State officials discussed ways agencies can improve their process and resident experience alike at the annual Texas Digital Government Summit in Austin.
AUSTIN, TEXAS — Electronic government is here to stay. But the question, presenters said during the first day of the Texas Digital Government Summit in Austin, is what comes next and how the public sector can do a better job of bringing in federated state agencies and residents alike.
The state contracted Deloitte earlier this year to develop its Texas.gov online platform, and a new personal digital assistant, “My Government My Way,” is on the way. But that’s not all the new services in the works, state CIO Todd Kimbriel told many of the roughly 300 attendees.
The state has awarded several contracts in shared services in recent years, one of which is its enterprise multi-sourcing services integrator (MSI). The Texas Department of Information Resources was the second organization in the world to deploy that model in 2012 after Rolls-Royce, Kimbriel told Government Technology in an interview. But it was only offered as part of the consolidated data center program offered to state agencies.
What’s new is that by Sept. 1, Texas.gov will be “plugged in under this enterprise MSI.” TEX-AN, the state’s telecommunications network, will join by 2021, Kimbriel, one of GT's Top 25 Doers, Dreamers & Drivers of 2018, said.
“We found the efficiencies and the synergies to be really, really strong in that model. So, this change is that we’re actually extending it across all of our shared services programs. Most of our agency customers use several programs — they have to, by state law. For those organizations, it’s sort of a single pane of glass for consuming all our services,” he said.
E-government is very successful in Texas, the CIO said as he opened the event, and the state has migrated most of its commerce transactions online.
“But the challenge for all of us is how do we actually move the needle forward from here? I think going forward, everybody should be challenging yourselves. What are you doing to move your organizational deal forward in a digital environment and digitize your offices and your business processes? It really is the place that we all have to be focusing on going forward,” Kimbriel said.

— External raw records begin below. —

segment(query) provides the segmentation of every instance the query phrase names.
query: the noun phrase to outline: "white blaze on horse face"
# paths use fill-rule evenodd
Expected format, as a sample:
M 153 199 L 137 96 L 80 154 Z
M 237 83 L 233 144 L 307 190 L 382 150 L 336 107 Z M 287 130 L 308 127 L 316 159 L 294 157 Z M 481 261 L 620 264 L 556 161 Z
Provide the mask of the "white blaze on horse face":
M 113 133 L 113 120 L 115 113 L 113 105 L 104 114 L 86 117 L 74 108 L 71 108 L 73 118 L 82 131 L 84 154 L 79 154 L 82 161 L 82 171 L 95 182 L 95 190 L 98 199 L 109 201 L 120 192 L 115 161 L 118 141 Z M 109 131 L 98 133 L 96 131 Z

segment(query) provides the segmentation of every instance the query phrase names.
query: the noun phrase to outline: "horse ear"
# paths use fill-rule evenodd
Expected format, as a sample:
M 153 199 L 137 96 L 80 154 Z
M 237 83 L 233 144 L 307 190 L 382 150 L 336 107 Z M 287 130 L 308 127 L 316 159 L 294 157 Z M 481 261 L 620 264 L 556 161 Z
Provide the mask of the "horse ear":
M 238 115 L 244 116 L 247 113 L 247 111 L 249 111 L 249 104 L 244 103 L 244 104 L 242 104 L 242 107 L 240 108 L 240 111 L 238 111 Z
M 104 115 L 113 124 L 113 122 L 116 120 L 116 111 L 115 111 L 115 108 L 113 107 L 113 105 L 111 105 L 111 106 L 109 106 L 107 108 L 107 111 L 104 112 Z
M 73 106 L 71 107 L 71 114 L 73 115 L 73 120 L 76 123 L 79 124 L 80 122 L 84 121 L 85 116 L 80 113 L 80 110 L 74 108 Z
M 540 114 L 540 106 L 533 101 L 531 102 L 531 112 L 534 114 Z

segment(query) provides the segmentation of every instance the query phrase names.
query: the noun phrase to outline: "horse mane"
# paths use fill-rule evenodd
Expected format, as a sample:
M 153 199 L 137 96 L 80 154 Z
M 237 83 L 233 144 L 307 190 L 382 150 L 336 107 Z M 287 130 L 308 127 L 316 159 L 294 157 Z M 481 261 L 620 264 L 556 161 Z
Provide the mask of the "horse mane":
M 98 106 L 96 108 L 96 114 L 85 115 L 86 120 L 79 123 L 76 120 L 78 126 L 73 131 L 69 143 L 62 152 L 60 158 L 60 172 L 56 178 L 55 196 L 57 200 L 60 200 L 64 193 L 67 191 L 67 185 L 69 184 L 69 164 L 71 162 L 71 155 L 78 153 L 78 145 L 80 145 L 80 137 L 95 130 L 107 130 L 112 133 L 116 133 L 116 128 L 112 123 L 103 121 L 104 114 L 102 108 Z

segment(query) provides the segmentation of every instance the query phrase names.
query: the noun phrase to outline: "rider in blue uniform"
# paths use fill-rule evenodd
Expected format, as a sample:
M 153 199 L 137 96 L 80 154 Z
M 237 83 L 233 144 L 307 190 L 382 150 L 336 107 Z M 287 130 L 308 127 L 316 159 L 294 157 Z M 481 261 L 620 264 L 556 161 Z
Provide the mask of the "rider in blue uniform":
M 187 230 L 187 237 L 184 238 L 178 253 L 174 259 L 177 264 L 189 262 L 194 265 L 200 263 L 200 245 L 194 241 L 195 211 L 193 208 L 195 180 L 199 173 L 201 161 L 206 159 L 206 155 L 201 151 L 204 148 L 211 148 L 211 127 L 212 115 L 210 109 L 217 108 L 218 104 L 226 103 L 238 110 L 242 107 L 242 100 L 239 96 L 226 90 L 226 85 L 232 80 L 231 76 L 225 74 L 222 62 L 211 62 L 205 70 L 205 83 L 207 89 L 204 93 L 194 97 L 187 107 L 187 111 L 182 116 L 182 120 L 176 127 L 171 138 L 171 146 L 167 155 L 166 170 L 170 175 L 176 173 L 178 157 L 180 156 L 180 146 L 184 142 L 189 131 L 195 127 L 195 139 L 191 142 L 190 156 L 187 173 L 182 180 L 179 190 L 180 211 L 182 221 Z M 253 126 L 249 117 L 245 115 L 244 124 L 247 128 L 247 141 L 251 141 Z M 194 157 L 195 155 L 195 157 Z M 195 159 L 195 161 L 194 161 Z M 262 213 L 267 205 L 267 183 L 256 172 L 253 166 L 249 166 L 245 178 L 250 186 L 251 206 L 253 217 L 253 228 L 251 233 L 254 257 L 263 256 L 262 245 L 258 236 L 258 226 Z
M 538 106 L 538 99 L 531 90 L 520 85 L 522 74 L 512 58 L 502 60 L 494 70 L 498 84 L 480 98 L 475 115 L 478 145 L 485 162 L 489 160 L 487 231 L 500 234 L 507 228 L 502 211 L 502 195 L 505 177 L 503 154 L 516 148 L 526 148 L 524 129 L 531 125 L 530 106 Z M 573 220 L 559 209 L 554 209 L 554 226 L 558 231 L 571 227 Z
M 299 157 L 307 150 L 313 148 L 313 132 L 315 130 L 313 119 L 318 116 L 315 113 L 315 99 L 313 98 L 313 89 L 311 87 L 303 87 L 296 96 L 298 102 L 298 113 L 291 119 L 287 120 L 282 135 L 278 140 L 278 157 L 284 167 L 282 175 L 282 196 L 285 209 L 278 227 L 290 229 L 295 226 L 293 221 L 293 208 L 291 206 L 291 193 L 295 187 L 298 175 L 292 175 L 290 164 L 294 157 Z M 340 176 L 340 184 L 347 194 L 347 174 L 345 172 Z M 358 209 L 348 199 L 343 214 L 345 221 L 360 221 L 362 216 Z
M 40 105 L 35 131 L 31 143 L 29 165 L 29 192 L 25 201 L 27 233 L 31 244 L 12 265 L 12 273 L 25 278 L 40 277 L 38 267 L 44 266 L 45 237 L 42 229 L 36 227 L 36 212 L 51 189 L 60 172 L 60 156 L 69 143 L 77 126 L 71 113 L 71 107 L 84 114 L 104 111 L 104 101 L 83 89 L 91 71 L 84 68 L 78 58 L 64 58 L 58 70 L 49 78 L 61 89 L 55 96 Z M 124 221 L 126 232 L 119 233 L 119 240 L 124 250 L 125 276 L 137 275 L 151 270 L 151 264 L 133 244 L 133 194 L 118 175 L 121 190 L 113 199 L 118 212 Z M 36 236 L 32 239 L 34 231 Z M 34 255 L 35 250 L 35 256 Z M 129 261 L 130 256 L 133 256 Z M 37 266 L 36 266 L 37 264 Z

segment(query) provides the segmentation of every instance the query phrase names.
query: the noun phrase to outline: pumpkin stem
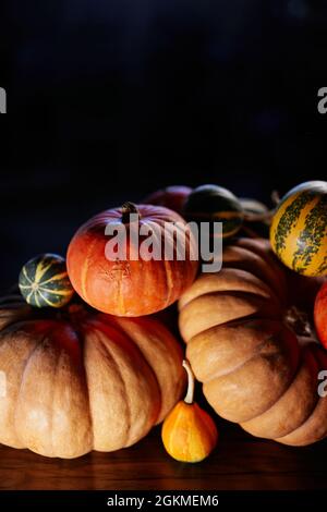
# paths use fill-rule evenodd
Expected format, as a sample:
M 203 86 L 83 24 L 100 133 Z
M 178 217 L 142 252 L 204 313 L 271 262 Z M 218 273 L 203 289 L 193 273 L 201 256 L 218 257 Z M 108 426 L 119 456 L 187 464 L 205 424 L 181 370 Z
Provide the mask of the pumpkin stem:
M 136 205 L 134 203 L 130 203 L 129 200 L 124 203 L 121 207 L 121 221 L 124 224 L 128 224 L 130 222 L 130 215 L 134 214 L 140 217 L 140 211 Z
M 184 398 L 184 402 L 189 403 L 189 404 L 192 404 L 193 399 L 194 399 L 194 381 L 195 381 L 195 378 L 194 378 L 194 374 L 192 371 L 191 365 L 190 365 L 187 359 L 183 361 L 183 368 L 185 368 L 186 374 L 187 374 L 187 392 L 186 392 L 186 395 Z

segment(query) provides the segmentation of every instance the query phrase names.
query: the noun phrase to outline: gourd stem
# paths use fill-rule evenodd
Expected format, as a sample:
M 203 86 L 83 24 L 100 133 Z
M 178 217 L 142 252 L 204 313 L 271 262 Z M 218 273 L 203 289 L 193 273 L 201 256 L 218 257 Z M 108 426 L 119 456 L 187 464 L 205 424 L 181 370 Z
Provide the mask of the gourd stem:
M 187 359 L 183 361 L 183 368 L 185 368 L 187 374 L 187 392 L 184 398 L 184 402 L 192 404 L 194 399 L 194 374 L 192 371 L 191 365 Z
M 140 217 L 140 211 L 136 205 L 134 203 L 130 203 L 129 200 L 124 203 L 121 207 L 121 221 L 124 224 L 128 224 L 130 222 L 130 215 L 134 214 Z

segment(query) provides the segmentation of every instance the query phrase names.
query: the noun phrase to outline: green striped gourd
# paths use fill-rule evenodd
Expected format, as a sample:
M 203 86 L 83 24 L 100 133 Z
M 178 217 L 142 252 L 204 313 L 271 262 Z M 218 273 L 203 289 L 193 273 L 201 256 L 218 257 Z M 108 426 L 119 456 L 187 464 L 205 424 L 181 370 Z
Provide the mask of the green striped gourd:
M 65 259 L 57 254 L 41 254 L 27 261 L 19 285 L 25 301 L 36 307 L 62 307 L 74 293 Z
M 281 199 L 270 242 L 279 259 L 295 272 L 327 275 L 327 182 L 302 183 Z

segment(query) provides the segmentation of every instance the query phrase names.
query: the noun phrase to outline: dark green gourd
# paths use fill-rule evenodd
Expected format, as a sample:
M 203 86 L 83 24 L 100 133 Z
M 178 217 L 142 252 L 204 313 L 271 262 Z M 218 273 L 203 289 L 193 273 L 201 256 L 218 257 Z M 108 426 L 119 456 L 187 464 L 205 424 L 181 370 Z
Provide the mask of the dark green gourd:
M 74 294 L 65 259 L 57 254 L 29 259 L 21 270 L 19 285 L 25 301 L 36 307 L 62 307 Z

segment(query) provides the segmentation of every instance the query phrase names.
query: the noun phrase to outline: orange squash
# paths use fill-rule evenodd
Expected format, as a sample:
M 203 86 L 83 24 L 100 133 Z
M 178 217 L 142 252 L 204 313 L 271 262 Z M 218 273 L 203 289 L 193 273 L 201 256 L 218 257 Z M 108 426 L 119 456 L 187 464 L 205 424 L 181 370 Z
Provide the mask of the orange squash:
M 305 446 L 327 436 L 327 397 L 317 390 L 327 352 L 295 315 L 316 278 L 293 277 L 267 241 L 240 239 L 225 247 L 221 271 L 202 275 L 180 298 L 179 324 L 217 414 L 254 436 Z
M 153 227 L 156 240 L 160 241 L 162 256 L 171 249 L 173 259 L 146 260 L 131 236 L 130 214 L 136 219 L 133 231 Z M 185 235 L 185 258 L 178 259 L 177 242 L 166 237 L 166 223 L 179 223 L 179 232 Z M 108 259 L 107 243 L 114 240 L 106 235 L 107 225 L 124 224 L 126 255 Z M 142 245 L 142 236 L 140 236 Z M 126 203 L 122 208 L 104 211 L 86 222 L 74 235 L 68 249 L 68 273 L 75 291 L 96 309 L 117 316 L 138 317 L 165 309 L 175 302 L 194 281 L 198 261 L 191 259 L 194 247 L 193 235 L 187 232 L 185 221 L 174 211 L 160 206 L 135 206 Z
M 184 401 L 179 402 L 162 425 L 162 442 L 166 451 L 177 461 L 201 462 L 217 444 L 218 431 L 213 418 L 193 401 L 194 375 L 189 362 L 189 387 Z
M 184 387 L 181 348 L 160 321 L 21 296 L 0 300 L 0 443 L 62 459 L 134 444 Z

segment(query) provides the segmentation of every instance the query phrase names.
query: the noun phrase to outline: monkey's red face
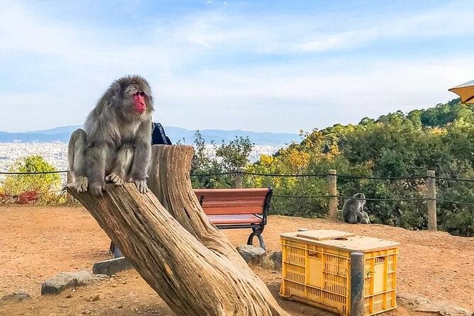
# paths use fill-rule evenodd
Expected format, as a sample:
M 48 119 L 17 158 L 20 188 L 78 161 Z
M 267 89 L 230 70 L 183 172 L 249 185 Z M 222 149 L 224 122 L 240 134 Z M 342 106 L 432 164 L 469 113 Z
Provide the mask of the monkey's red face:
M 147 109 L 147 101 L 145 100 L 145 92 L 137 92 L 132 96 L 132 99 L 133 100 L 133 105 L 137 112 L 142 114 Z

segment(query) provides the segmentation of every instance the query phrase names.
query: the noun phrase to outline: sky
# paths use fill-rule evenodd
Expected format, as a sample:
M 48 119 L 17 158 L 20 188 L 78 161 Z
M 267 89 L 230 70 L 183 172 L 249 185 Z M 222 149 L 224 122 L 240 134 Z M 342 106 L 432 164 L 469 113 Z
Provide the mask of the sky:
M 125 74 L 154 121 L 298 133 L 445 103 L 474 1 L 0 0 L 0 130 L 81 125 Z

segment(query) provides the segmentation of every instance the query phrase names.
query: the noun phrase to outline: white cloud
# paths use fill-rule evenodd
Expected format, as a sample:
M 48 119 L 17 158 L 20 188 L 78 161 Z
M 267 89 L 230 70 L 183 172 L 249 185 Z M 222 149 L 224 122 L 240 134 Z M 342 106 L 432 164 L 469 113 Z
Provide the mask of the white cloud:
M 135 42 L 114 29 L 77 26 L 11 2 L 0 11 L 0 38 L 8 39 L 0 41 L 0 57 L 40 58 L 45 80 L 30 90 L 0 90 L 0 112 L 13 112 L 1 115 L 0 130 L 80 124 L 111 81 L 127 73 L 152 83 L 155 120 L 189 128 L 296 132 L 430 106 L 455 98 L 447 89 L 472 79 L 470 55 L 453 48 L 449 58 L 356 60 L 336 54 L 319 60 L 315 52 L 361 47 L 380 38 L 472 35 L 474 22 L 466 18 L 472 5 L 467 6 L 348 23 L 321 14 L 206 11 L 149 23 Z M 336 24 L 338 31 L 330 31 Z M 249 55 L 268 58 L 268 66 L 225 62 L 227 56 Z M 275 55 L 290 58 L 272 62 Z M 300 55 L 310 58 L 295 62 Z M 0 69 L 22 67 L 1 60 Z M 9 80 L 22 84 L 21 78 Z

The arrival this fall of the My Government, My Way initiative, Kimbriel said in his remarks, will enable a citizen portal through Texas.gov that will ultimately let residents set up a “personalized online service experience with the state of Texas.” It will be an early step toward ultimately facilitating a so-called single “golden record” or global unique ID for each citizen across participating agencies, though it will likely not be framed as a digital assistant yet.
DIR’s No. 1 priority, he said, will be “cybersecurity and protecting citizen data first and foremost,” and so the process will be opt-in for residents — not mandatory and not yet available via smartphone — but allowing those who do to create a personal profile with the state and leverage it.
“It’s not really going to be the fully-enabled AI-enhanced digital assistant that we envision in the long run. In the long run, we’re seeing a digital assistant that is pro-active and anticipates what does a citizen need when they need it and engages,” Kimbriel said.
He emphasized that these types of changes don’t happen overnight and require “a deliberate process within your culture to make that decision.”
Improving agency process was the topic of a morning breakout session, “Leading Modern Development Teams,” led by William A. “Butch” Grote Jr., CIO at the state Department of Agriculture and Raj Polikepati, director of development at Texas NIC.
Agencies may never be 100 percent agile, Grote said, but even adopting a hybrid waterfall-agile approach to development can not only streamline process — it can help attract the next generation of workforce: the millennial.
“This is the only way I think you’re going to find that you’re going to have success recruiting the new millennials. If you ban social media or if you fail to be very persuasive at telling them why they can’t tele-work, you tell them you’re a waterfall shop, they’re not going to work for you, I guarantee it,” Grote said.
“Failing is part of the job. That is the (mindset) we need to change as well. We have been averse to failure all the way along. It’s okay to fail, but fail quick and learn something from it and move on,” said Polikepati, who highlighted a new developmental process identified by Gartner that he said could revolutionize the industry.
Called high productivity application Platform as a Service (hpaPaaS), it's low on coding savvy — a key — and was already a $3 billion business in 2017, the NIC development director said, adding that Gartner predicts by 2022 more than 70 percent of apps will be based on these platforms.
“We are empowering them to build their own applications without knowing the code. Anybody who has some basic understanding of business analysis can go ahead and build their own applications. It’s only going to pick up steam over the next few years and when it happens developers … will start to find some free time,” Polikepati said.